Esse processo leva a uma morte generalizada no lago Amatitlán - incluindo a da própria microcystis - o que, por sua vez, gera sedimentação, reduzindo a profundidade do corpo d'água de maneira bastante rápida.

Como se não bastasse, e entendendo o importante papel que o nitrogênio desempenha em todo esse processo, Evelyn Rodas conta que existem cerca de 40 indústrias que despejam resíduos no lago.

"O que (as autoridades) fazem é monitorar a água e, se os níveis de nitrogênio no lago ficarem acima do normal, as empresas pagam uma multa."

 

Um lago dividido em dois

 

Apesar das condições da água, os moradores das áreas vizinhas continuam a depender do lago em suas vidas diárias. — Foto: LUIS SÁNCHEZ/via BBC

O lago Amatitlán também possui uma peculiaridade topográfica.

"O lago é dividido em dois", explica Manolo Ralda, diretor da ONG LocosXAmati, iniciativa de um empresário local.

"Em meados de 1800, foi construída a ferrovia guatemalteca. Como não havia tecnologia nem dinheiro para construir uma ponte que cruzasse a parte mais estreita do lago, construíram uma barragem e deixaram uma ligação por um canal de seis metros de largura", diz.

Isso mantém a maior parte da contaminação isolada na parte norte do lago.

"Essa margem do lago [o lado sul] não tem grandes populações que o contaminam com fezes. Não há indústria. O que temos são fazendas, canaviais e cafezais no entorno", explica Ralda.

Mas Evelyn Rodas ressalta que o nitrogênio também chega à parte do sul do lago na forma de pesticidas, quando a chuva escorre pelas plantações.

Ainda assim, a distribuição do lago é um simbolismo inusitado da iniquidade que o país vive: enquanto na parte sul há atividades esportivas, pesca e casas de veraneio de algumas famílias abastadas da cidade, no norte, a população mais pobre sofre com o cheiro ruim, problemas de pele e efeitos econômicos da poluição.

 

Responsabilidade incerta

 

O lago recebe toneladas de resíduos sólidos, principalmente na época das chuvas — Foto: GETTY IMAGES/via BBC

Mynor Morales, prefeito de San Miguel Petapa, um dos municípios às margens do lago, disse que se lembra de quando ele era "um lugar com clube de pesca" que hoje está "encolhendo".

Com a industrialização da área metropolitana da Cidade da Guatemala, o rio e o lago se tornaram o lixão dos mais de 5 milhões de habitantes que hoje vivem na área.

No final dos anos 1990, quando o fotógrafo Daniel Núñez nasceu, o lago já estava completamente poluído.

Em 2006, foi aprovada uma lei que visava controlar os níveis de nitrogênio na água, mas, desde então, os municípios do entorno pediram às autoridades uma prorrogação do prazo das sanções.

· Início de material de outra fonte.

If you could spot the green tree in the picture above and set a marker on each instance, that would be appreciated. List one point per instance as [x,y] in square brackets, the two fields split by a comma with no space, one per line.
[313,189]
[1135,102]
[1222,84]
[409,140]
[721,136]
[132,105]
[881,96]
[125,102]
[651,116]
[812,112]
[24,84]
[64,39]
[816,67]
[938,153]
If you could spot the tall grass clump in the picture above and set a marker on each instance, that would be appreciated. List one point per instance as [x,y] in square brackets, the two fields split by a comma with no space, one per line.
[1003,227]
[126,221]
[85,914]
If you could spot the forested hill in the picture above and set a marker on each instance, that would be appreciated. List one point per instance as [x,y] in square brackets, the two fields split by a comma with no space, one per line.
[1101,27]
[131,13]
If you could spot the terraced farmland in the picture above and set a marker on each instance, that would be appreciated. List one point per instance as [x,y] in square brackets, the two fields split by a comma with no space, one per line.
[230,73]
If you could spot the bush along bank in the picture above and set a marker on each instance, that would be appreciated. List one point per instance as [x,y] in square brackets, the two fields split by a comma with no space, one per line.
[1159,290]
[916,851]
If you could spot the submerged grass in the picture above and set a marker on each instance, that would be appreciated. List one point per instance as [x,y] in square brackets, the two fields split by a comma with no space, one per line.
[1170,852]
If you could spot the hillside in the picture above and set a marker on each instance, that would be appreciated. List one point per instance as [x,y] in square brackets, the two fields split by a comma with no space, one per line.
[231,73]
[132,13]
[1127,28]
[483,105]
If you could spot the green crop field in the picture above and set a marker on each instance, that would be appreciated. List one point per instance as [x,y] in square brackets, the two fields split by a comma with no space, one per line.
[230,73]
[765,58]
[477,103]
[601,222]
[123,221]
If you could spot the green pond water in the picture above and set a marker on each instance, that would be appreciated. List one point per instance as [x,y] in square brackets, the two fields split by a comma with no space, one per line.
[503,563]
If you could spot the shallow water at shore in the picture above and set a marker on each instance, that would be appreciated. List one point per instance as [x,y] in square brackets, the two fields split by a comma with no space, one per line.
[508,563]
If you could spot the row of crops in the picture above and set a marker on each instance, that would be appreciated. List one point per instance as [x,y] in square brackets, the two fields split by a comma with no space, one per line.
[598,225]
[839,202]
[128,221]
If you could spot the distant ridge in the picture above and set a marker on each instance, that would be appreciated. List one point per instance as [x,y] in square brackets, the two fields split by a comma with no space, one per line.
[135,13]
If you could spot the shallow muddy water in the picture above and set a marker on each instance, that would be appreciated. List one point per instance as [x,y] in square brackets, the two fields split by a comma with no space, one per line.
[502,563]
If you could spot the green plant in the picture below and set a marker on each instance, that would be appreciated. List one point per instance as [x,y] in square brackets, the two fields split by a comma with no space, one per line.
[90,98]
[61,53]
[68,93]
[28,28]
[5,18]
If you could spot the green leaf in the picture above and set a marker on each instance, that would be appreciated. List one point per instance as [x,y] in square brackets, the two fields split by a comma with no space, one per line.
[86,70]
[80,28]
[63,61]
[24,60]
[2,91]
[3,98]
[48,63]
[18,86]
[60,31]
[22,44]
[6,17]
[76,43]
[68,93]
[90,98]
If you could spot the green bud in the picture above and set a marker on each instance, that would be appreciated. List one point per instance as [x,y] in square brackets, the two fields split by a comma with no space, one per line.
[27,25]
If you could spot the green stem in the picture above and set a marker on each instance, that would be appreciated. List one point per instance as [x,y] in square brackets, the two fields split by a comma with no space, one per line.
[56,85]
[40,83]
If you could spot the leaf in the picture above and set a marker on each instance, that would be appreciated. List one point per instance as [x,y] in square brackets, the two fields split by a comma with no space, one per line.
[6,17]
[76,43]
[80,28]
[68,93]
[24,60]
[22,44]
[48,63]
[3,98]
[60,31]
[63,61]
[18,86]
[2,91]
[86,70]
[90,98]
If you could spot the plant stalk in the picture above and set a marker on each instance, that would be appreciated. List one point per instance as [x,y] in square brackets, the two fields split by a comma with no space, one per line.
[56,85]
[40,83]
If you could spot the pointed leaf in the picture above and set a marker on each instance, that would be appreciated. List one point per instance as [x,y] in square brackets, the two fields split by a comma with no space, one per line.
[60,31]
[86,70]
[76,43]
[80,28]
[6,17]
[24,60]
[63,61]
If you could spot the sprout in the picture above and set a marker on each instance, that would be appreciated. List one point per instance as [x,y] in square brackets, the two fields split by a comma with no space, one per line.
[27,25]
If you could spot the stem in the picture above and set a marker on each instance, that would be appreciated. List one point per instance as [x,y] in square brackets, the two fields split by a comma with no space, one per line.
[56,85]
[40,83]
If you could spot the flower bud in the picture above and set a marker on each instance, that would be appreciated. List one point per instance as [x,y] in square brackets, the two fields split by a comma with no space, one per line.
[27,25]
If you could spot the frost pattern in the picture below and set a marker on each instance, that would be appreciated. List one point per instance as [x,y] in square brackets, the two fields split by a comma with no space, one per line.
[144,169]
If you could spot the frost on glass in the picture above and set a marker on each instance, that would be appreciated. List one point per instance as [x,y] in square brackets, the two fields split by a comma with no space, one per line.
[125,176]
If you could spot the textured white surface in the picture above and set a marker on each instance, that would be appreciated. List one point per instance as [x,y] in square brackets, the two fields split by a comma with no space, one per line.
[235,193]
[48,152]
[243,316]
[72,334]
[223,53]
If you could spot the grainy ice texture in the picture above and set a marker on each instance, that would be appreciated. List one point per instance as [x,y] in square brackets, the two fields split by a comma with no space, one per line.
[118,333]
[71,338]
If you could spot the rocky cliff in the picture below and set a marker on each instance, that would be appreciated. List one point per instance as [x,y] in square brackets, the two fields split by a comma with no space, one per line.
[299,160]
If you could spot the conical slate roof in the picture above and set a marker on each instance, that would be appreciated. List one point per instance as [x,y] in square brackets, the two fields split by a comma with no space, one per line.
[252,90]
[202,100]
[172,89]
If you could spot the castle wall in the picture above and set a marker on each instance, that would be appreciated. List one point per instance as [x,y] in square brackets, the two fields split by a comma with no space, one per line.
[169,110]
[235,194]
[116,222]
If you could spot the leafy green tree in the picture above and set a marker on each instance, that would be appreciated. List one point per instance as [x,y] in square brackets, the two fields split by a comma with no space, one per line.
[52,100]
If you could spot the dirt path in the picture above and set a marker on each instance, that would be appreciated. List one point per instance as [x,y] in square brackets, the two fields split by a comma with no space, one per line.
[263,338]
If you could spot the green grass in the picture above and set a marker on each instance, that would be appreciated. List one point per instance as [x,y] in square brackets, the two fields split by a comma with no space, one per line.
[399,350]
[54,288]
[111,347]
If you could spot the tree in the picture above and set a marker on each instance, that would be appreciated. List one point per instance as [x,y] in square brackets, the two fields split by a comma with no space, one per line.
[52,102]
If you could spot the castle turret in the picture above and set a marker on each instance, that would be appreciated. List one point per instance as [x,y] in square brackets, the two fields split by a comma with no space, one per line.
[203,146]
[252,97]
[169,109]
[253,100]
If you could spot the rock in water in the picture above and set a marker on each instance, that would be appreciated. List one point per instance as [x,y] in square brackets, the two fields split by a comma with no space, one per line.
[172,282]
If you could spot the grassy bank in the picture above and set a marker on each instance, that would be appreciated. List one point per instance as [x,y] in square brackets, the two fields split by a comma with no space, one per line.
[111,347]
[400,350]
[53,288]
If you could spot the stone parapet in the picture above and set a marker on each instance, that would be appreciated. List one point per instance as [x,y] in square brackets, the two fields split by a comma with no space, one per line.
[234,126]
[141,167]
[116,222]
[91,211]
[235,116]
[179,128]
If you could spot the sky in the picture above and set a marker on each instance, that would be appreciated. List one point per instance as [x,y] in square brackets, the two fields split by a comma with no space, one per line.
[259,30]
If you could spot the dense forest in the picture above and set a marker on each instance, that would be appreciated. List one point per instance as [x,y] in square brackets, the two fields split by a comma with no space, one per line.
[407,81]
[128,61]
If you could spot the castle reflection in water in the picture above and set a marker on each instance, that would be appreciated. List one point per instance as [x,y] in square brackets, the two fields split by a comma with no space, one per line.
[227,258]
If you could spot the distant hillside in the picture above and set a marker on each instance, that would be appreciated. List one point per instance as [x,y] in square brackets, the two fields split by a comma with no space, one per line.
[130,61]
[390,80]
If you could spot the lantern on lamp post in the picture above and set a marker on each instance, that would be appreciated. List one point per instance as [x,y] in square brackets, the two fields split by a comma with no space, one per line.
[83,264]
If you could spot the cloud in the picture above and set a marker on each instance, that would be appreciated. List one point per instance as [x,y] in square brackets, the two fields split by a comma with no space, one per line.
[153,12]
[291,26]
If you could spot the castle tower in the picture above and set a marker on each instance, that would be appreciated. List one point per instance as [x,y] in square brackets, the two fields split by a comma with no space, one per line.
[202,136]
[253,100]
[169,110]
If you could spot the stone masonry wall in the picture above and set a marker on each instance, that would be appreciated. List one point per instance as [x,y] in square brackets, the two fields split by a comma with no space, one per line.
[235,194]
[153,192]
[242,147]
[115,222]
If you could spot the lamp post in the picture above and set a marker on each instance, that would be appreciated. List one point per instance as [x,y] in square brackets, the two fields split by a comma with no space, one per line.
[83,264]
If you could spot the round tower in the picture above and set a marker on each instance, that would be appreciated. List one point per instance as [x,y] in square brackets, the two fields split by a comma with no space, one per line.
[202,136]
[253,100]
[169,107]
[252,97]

Eles alegam que não têm orçamento para construir as estações de tratamento de água exigidas pela lei.

Já Héctor Zambrano, diretor da autoridade ambiental para a bacia e lago Amatitlán, afirma que o orçamento para despoluição existe há quase 15 anos, desde a primeira vez em que ocupou o cargo.

Segundo Zambrano, a questão não é que não haja dinheiro para as estações de tratamento, mas sim que as administrações locais utilizam a verba para outros tipos de projetos.

"Se você vai ver os projetos que eles estão priorizando, são estádios para jogar futebol e parques", diz Zambrano.

Segundo a BBC News Mundo apurou, a legislação hídrica exige que até 2031, 100% das águas residuais que chegam ao rio Villalobos sejam previamente tratadas.

O que não está claro é se o lago vai sobreviver até lá.

 

Uma luz no fim do túnel?

 

Em alguns pontos ao longo da foz do rio, redes são usadas para coletar resíduos sólidos da água — Foto: GETTY IMAGES/via BBC

Evelyn Rodas diz que se o processo de sedimentação do Amatitlán continuar no ritmo atual, o lago pode virar um pântano em menos de 20 anos.

Além disso, ela diz que as tecnologias utilizadas para a despoluição são ultrapassadas e demoradas.

Por isso, depois de conversar com especialistas de todo o mundo, ela acredita ter chegado a uma solução que acaba de ser reconhecida com o prêmio nacional de inovação em favor da saúde, concedido pela Secretaria Nacional de Ciência e Tecnologia da Guatemala.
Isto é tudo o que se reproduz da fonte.